The docker file for VSCode is fairly straight forward and is comprised of four steps.
  1. It is based on the aspnet core runtime image and creates an /app directory.
  2. It downloads the latest linux remote debugger and installs it.
  3. It exposes port 80
  4. It performs a `tail -f /dev/null` to keep the container running indefinitely.
FROM microsoft/dotnet:2.1.4-aspnetcore-runtime
RUN mkdir app

#Install debugger
RUN apt-get update
RUN apt-get install curl -y unzip
RUN curl -sSL https://aka.ms/getvsdbgsh | bash /dev/stdin -v latest -l /vsdbg

EXPOSE 80/tcp

#Keep the debugger container on
ENTRYPOINT ["tail", "-f", "/dev/null"]

VSCode Task

The final step is the glue that ties everything together and enables remote debugging from within VSCode. The json excerpt below is from the .vscode/launch.json file and it has the following key settings.
  1. The program value is set to app/Website.dll. This is because my web app is named “Website” and we are mounting to an “app” folder within the container.
  2. We define a source file map from our ${workspaceRoot}/Website folder to the /app folder within the container.
  3. We invoke the docker command line telling it to connect to our container and start the remote debugger. Note that container name is coming from a combination of the compose project name and the service name within the compose file.
{
    "name": "website",
    "type": "coreclr",
    "request": "launch",    
    "preLaunchTask": "publish",   
    "program": "/app/Website.dll",
    "sourceFileMap": {
        "/app": "${workspaceRoot}/Website"
    },       
    "pipeTransport": {
        "pipeProgram": "docker",
        "pipeCwd": "${workspaceRoot}",
        "pipeArgs": [
            "exec -i dotnet-containers_web_1"
        ],
        "debuggerPath": "/vsdbg/vsdbg",
        "quoteArgs": false
    }
},

Putting it all together

Debugging in VSCode is a little more involved that Visual Studio, but not by much.  The instructions below are for a mac, but you can follow the same steps on windows using the appropriate scripts.  You will need to have docker installed and configured for linux containers.
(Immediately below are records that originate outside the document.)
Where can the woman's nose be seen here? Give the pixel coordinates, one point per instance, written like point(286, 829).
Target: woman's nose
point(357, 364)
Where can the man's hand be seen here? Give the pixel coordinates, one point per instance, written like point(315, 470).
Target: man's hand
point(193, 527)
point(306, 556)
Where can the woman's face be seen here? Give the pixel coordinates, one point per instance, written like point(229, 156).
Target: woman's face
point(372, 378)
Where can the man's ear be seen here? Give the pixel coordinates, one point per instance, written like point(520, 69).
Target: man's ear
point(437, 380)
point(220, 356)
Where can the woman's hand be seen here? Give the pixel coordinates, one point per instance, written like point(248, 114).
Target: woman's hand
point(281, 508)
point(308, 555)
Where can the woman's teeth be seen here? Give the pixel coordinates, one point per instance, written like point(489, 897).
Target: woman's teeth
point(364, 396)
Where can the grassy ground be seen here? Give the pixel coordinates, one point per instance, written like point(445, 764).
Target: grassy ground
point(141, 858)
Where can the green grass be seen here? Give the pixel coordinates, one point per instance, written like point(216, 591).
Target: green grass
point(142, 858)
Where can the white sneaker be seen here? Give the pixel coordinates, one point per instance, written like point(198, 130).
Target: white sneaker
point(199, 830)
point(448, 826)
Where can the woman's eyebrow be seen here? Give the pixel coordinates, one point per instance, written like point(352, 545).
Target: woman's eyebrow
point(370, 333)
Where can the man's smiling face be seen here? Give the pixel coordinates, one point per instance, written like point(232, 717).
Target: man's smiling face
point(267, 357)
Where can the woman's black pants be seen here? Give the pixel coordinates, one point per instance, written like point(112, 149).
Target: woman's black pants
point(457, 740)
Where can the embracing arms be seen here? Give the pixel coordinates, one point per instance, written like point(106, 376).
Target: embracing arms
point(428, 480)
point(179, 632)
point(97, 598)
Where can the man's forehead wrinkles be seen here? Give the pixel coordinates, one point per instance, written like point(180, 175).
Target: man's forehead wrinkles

  1. Go to the mac-cli folder and run the build-containers.sh script.  This will build your containers locally.  Note, you will need to repeat this step if you change the Dockerfile.vscode.debug file.
  2. Run the start-containers.sh script to start your container locally.  Note, if you were previously debugging in Visual Studio you will need to stop those containers by hand.  Both containers will try and bind to port 5002 which will cause a conflict.
  3. Open up VSCode and start debugging.